Although PIDs are a fundamental component of FDOs, the framework states a difference between the FDO approach and existing PID approaches to FAIR: The first implies that a digital object can be found directly by machines and does only need a small subset of metadata that contains information e.g. about the type of object, where to find more metadata (bibliographic and content metadata), which format it has and which licenses are applied to it. The concept states that a FDO wants to overcome the deficiencies of landing pages as used by current PID infrastructures. However, it overlooks that the information about an object that should be available within the FDO realm are already addressed by PID infrastructures such as the DOI system – provided that it follows best practice guidelines (see e.g. DataCite Best Practices for DOI Landing Pages): Digital objects should ideally be findable via a human- AND machine-readable landing page containing a specific set of metadata and linked entities to provide answers on precisely the questions about access, interoperability and further use.

Landing pages are a constitutional component for the long-term discoverability of digital objects, because they do not aim at direct access to the object, whose location can change again and again, but provide information about the object and its location in the long term, if standards and best practices in metadata maintenance are complied with. Metadata are important sources for the context of a digital object and provide, among other things,  information about the provenance, linkage to other objects (e.g. via the relation research data – publications – data curator – author – research project – etc.), about licenses, storage locations, or storage formats. The FDO concept criticizes the technical hurdles of this indirect access for artificial clients and the dependence on maintenance routines, compliance with standards and best practices, but the system is still one of the most efficient ways to achieve real persistence of digital objects at the moment. The development of and adherence to standards, orientation to best practices, specifications for maintenance of PID metadata, and sustainable financing models are social agreements that are negotiated, built, and carried forward over a long process within the PID community. From a technical perspective, they may have weaknesses, but from a social perspective, they provide a stable network that aims for persistence.
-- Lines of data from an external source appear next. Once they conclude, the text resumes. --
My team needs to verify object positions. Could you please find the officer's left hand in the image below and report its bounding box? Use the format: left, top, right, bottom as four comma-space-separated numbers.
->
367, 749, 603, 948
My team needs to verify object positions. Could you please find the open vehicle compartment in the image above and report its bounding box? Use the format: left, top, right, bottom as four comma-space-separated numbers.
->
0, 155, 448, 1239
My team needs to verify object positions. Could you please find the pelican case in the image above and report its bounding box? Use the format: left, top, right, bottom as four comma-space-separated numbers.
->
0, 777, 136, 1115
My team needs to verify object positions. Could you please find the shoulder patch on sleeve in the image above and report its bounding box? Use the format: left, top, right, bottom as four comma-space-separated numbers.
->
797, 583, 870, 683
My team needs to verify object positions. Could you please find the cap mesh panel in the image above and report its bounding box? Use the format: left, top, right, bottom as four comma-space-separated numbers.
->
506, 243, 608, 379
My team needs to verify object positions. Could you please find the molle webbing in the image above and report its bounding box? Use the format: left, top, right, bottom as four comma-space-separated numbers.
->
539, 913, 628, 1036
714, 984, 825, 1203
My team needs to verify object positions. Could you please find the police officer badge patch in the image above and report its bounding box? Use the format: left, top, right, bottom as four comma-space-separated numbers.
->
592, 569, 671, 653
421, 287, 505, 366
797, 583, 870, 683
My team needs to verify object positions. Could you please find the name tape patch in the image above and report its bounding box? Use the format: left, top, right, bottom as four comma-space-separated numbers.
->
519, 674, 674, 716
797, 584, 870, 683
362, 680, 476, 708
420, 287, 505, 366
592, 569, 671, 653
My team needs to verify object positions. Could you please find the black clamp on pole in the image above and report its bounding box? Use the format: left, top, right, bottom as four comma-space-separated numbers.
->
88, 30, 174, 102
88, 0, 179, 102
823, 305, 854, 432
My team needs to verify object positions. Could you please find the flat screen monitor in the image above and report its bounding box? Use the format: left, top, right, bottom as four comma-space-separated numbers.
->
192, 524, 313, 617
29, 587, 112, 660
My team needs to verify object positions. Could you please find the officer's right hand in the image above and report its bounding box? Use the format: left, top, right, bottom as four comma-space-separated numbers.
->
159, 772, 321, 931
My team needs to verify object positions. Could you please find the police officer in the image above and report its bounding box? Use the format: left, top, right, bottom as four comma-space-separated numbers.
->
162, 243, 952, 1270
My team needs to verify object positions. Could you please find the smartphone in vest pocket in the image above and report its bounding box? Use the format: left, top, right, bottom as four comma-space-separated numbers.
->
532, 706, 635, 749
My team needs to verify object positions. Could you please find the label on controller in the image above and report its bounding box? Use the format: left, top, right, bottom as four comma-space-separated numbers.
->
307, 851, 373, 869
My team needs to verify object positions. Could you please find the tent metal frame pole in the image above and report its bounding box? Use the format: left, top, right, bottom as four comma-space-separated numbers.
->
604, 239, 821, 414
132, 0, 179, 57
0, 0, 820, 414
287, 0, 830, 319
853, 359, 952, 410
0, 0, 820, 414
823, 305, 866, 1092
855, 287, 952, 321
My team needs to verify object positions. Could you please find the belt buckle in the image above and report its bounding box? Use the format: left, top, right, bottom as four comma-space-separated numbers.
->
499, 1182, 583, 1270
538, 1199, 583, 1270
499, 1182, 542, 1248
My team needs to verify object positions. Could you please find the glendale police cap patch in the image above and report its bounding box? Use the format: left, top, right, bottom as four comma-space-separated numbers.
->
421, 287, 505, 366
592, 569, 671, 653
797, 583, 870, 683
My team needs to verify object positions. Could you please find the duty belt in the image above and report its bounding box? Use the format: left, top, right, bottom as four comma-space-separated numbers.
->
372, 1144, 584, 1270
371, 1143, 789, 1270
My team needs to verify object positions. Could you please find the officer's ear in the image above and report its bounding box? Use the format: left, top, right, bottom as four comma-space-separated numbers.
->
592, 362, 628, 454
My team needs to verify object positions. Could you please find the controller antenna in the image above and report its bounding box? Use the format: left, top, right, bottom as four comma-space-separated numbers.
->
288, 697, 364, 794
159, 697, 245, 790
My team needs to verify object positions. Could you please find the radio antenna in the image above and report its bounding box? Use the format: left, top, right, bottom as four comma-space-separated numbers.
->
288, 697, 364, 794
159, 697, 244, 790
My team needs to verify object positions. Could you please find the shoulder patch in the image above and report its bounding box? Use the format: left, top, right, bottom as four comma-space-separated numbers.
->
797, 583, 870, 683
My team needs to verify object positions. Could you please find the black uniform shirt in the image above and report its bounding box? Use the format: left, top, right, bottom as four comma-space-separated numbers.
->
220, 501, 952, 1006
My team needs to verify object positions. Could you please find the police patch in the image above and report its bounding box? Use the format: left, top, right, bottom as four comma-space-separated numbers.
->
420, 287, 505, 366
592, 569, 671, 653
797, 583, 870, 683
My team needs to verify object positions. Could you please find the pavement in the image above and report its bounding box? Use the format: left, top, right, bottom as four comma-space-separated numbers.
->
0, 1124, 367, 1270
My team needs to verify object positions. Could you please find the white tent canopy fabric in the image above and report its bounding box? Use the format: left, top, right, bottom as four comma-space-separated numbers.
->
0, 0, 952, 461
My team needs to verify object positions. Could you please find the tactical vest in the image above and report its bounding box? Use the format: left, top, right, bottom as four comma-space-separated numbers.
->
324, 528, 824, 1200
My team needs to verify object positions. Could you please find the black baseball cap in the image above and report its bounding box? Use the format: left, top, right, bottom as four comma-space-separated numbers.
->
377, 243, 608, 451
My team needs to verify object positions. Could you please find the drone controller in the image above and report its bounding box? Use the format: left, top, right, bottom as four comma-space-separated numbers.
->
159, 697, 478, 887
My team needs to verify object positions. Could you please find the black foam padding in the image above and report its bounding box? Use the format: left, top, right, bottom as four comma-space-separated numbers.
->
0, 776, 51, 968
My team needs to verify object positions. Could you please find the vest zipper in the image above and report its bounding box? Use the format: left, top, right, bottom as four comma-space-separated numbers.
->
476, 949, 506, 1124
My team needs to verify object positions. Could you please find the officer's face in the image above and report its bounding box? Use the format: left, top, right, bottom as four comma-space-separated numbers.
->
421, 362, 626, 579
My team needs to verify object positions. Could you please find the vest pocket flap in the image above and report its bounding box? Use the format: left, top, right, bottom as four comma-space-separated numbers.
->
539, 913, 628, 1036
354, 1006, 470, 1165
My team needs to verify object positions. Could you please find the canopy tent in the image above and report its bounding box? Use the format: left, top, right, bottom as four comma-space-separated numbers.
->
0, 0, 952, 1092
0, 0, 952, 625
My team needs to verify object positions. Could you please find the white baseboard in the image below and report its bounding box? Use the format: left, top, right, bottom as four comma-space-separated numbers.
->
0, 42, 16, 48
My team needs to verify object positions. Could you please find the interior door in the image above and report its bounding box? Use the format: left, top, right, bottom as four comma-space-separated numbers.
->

What the FDO approach ultimately wants to enable is more independence from the respective access conditions of the repositories or other storage locations of digital objects, in order to enable more efficient handling of e.g. research data. However, there are not only technical hurdles on the way here, but also numerous legal and organizational, or discipline-specific ones.

The discussions at the FDO2022 conference have revealed that the expectations of what FDOs should accomplish offer as much room for interpretation as the FAIR principles itself: From a purely technical view of what FDOs are and must achieve, namely to be machine-actionable; a manifestation of converged standards across disciplines and sectors in data management; but they can also be a political idea which is intended to break down technical, social, organizational, and legal barriers in digital research data production and consumption. The statements about FDO thus also varied from a concept that will revolutionize the flow of knowledge in research and industry to the acknowledgement that many actors have been trying for a long time to make their research resources available as FAIR as possible.

Common to all interpretations is that the goal should be to design infrastructures in such a way that they maximally support researchers in their day to day work and minimally burden them with the requirements of FAIR data management. This is in any case a genuine task of scientific infrastructure services. There is common agreement that the technical prerequisites for FAIR data management are the easiest to solve. More complex are social agreement processes on standards, for example. The greatest and still persistent challenge, however, is a reliable provision of financial and human resources to make research objects available in a persistent manner.